Osterei auf dem Stradun: Dubrovnik-Stadtführer geht viral in Corona-Zeit

Osterei auf dem Stradun

Im Schatten von Corona ging ein Foto von einem Osterei auf dem Stradun in den sozialen Netzwerken viral und schaffte es sogar in die kroatischen Abendnachrichten. Zuvor hatte ich das besagte Bild per WhatsApp als Ostergruß empfangen, denn der Bildautor ist für mich kein Unbekannter. Es handelt sich um den selbständigen Reiseveranstalter Marko Novak, mit dem ich 2019 erfolgreich zusammengearbeitet habe.

In diesem Jahr mussten wir die meisten bereits gebuchten Stadtführungen in Dubrovnik wegen der Coronakrise absagen. Unsere Zukunft im Tourismus ist derzeit ungewiss. Trotzdem haben wir unseren Optimismus bewahrt und nun ein Interview miteinander geführt. Marko plaudert bei unserem Gespräch nicht nur über sein Osterei auf dem Stradun, sondern auch über den Shutdown, Massentourismus und Auswirkungen des Coronavirus auf die Umwelt.

Interview: Osterei auf dem Stradun, Shutdown und Tourismus

Kroatien-Liebe: Die Coronakrise hat Dich zu einem kleinen Star in Kroatien gemacht. Dein Osterei auf dem Stradun, wo normalerweise kein Gras wuchert, ist durch die Presse gegangen. Wie fühlt sich das für Dich an?

Marko: Haha, ein Star bin ich definitiv nicht. Vielleicht fühle ich mich etwas erfüllt, denn es wäre mir nie in den Sinn gekommen, dass den Leuten dieses Bild solchen Spaß macht, gerade zu Ostern und in dieser Zeit. Als ich mich an dem Nachmittag auf den Weg in die Stadt machte, hatte ich ein spontanes Gefühl. Nach all den sensationellen Schlagzeilen der letzten Tage, von wegen „In Dubrovnik wächst Gras“, habe ich gesagt: Nun werdet ihr noch ein Osterei bekommen! Ein Ei trägt viel Symbolik in sich.

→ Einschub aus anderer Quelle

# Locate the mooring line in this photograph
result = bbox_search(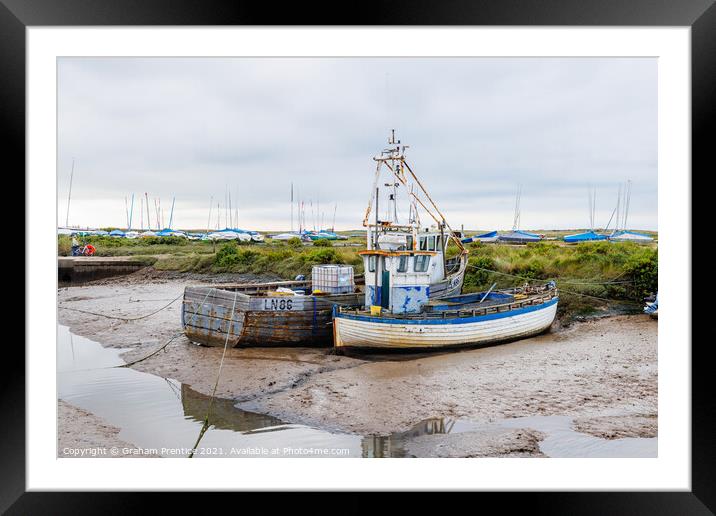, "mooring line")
[189,290,239,459]
[57,293,184,322]
[112,287,214,368]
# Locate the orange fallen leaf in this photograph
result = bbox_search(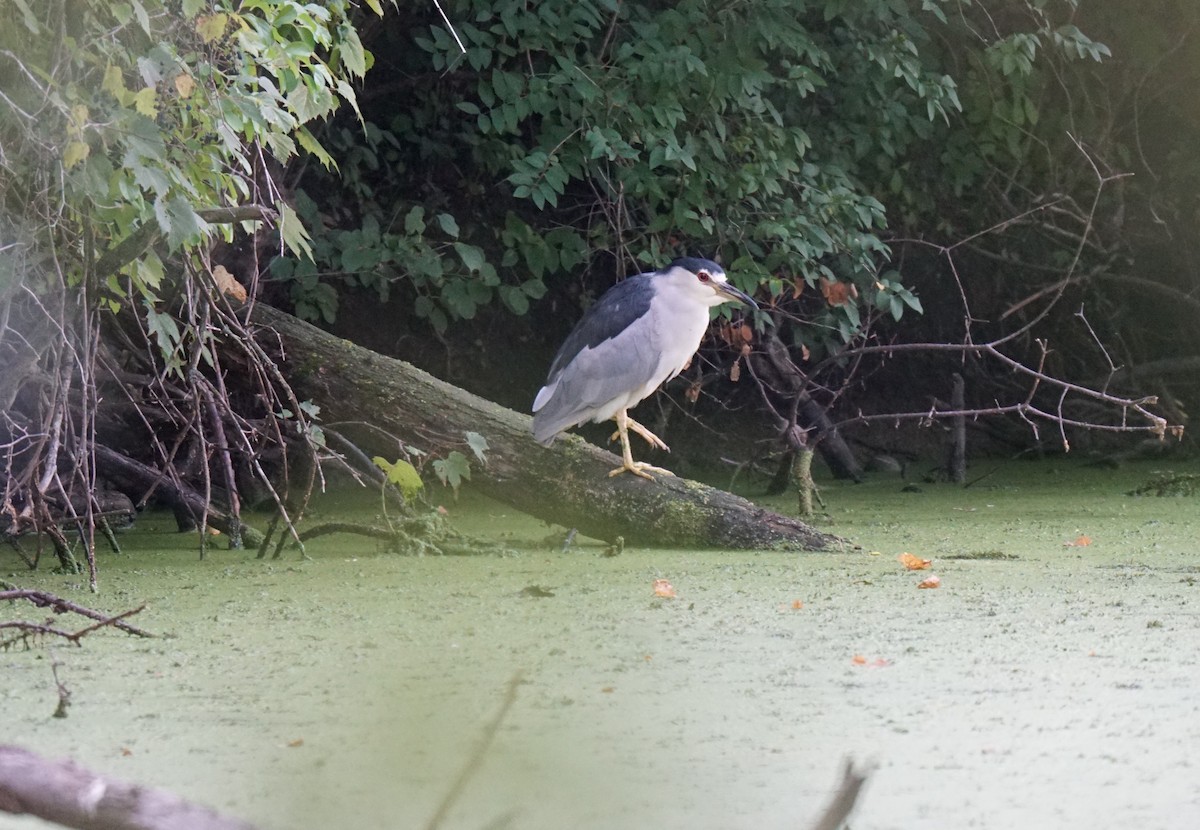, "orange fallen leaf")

Osterei in den kroatischen Nachrichten
Marko Novaks Osterei im HRT1

Kroatien-Liebe: Was wolltest Du mit diesem Foto bezwecken? Und wo hattest du es ursprünglich gepostet?

Marko: Das Osterei auf dem Stradun hatte ich für meine Mutter, Freunde und Geschäftspartner als Ostergruß fotografiert. Da ich auf Social Media fast gar nicht unterwegs bin, habe ich es auch nirgends gepostet, aber meine Mutter hat es dann auf ihrem Facebook-Profil veröffentlicht. Als ich am Ostersonntag mitbekommen habe, dass mein Ei die Runde macht, habe ich es auch schnell auf meinem Instagram-Profil geteilt.

Mein Kumpel platzte vor Lachen, als er kapierte, dass das Bild von mir ist, denn er hatte es zuvor schon von fünf verschiedenen Leuten als Ostergruß bekommen! Es hat sich schnell herausgestellt, dass viele Mitbürger mit meiner Osterkarte ihren Freunden weltweit frohe Ostern gewünscht haben.

Dass dieses Ei um die Welt gereist ist, beweist vielleicht, wie viel Freude die Menschen damit hatten. So sollte es auch sein, denn es war Ostern, das Fest der Auferstehung. Und das ist die Zeit der Freude!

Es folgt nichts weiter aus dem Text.